1	The Learning Problem What is learning? Is learning feasible? Training versus Testing: Can we learn? Dichotomies; Growth function; break point.
2	Theory of Generalization The Vapnick-Chervonenkis inequality. The VC Dimension and Learning: Scope of VC analysis; Utility of VC dimension; Generalization bounds. Bias-Variance Tradeoff: Bias and Variance; Learning Curves.
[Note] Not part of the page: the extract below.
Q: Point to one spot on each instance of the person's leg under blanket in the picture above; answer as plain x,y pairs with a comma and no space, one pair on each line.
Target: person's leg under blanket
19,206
TECHNIQUES (MODELS & METHODS)

1	The Linear Model Linear Classification; Linear Regression; Nonlinear Transformations. Logistic Regression; Likelihood Measure; Maximum Likelihood; Gradient Descent. Design and Implementation of a max-likelihood solution beyond Logistic Regression, e.g., Cox Regression.
2	Neural Networks and a Peek on Deep Learning Multilayer Perceptrons. Back Propagation: a Matrix Formulation. Implementation of a simple neural network from scratch using backpropagation algorithm and stochastic gradient descent, without packages. Multi-Class Logistic Regression. Vanishing Gradients
3	Overfitting & Regularization Constraining the model; Weight Decay; Augmented Error. How does Regularization work. Implementation of LASSO solver using Coordinate Descent.
4	Support Vector Machines Maximizing the margin; Support Vectors; Nonlinear Transforms. Constrained Optimization: Augmented Lagrangian Multipliers, KKT Conditions. Implementation of an SVM solver using the algorithm Coordinate Descent and SMO.
5	Kernel Methods: The kernel trick; soft-margin SVM.
6	Radial Basis Functions: RBF and nearest neighbors; RBF and neural networks; RBF and regularization.
7	Convex Optimization in Machine Learning Newton's method; Nesterov's accelerated gradient. Extension to non-Euclidian norm. Excessive gap minimization; Binary SVM, as an example. Maximum-margin models with structured output.
8	A Peek at Unsupervised Learning K-Means Clustering. Probability Density Estimation. Gaussian Mixture Models.

PARADIGMS

1	Supervised Learning
2	Unsupervised Learning
3	Reinforcement Learning
4	Active Learning
5	Online Learning
6	Bayesian Learning
7	Graphical Models

Resources

Machine Learning is a subject with a lot of very good expertise and tutorials. It is best to tap on these resources, as they have good production quality and are more condensed. However, we still recommend in-class lectures as they are helpful in building better connection with the materials. Students are highly encouraged to listen to The Video Lectures of Prof. Yaser Abu-Mostafa.